There has been a significant shift towards internationalisation in higher education. This trend is driven by various factors such as globalisation, advancements in technology facilitating easier communication and travel. “Globalisation plays a significant role as there is an increasing need for skills that are competitive on a global scale. This has led universities to create more diverse and inclusive academic environments to prepare students for the global workforce. International collaborations between universities help in enhancing opportunities for knowledge exchange and research. All these factors attract students to study abroad,” says Jain.
“Another driving force is the desire among students for cultural enrichment and the opportunity to view their field of study from different global perspectives. Seeking education abroad allows students to broaden their horizons and enhance their personal and academic growth,” adds Jain.

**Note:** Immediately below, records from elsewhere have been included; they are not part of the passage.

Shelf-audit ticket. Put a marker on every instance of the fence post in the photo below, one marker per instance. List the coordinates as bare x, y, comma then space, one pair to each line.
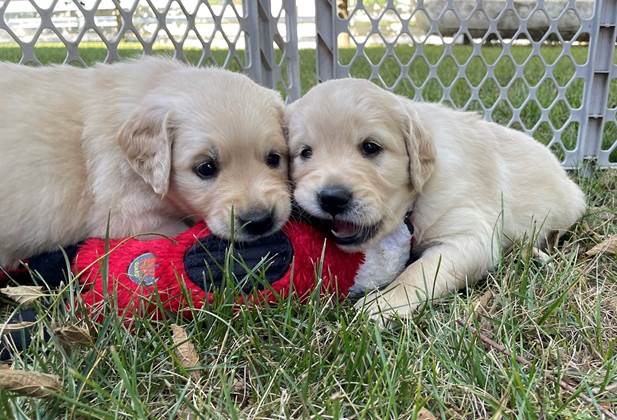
601, 50
292, 49
262, 34
326, 53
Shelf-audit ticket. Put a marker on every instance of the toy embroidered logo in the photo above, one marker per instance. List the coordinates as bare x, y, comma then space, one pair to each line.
141, 270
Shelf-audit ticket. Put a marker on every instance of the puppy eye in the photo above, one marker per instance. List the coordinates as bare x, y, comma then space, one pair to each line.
207, 169
306, 152
370, 148
273, 160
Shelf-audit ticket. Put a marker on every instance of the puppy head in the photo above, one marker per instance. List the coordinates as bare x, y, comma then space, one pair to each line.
212, 143
359, 157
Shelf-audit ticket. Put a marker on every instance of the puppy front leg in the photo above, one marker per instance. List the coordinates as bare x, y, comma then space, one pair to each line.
443, 268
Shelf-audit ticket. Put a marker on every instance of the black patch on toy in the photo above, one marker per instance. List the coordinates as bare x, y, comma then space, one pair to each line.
204, 262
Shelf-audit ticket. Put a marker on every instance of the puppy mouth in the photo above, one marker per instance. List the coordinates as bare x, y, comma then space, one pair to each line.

As the job market becomes increasingly competitive, having a GRE score can enhance a student’s profile and provide a competitive edge when seeking employment in diverse sectors, says Nandini Shah, a GRE aspirant. As Indian students increasingly aspire to make their mark on the international stage, the GRE stands as a key enabler of these ambitions, she adds.
First introduced in 1936, GRE is a standardised test for admission to graduate schools. Widely recognised by universities worldwide, the test measures analytical writing, critical thinking, quantitative reasoning, and verbal reasoning skills of students seeking admission to graduate and business schools in the US, the UK, Canada, China, and several European countries.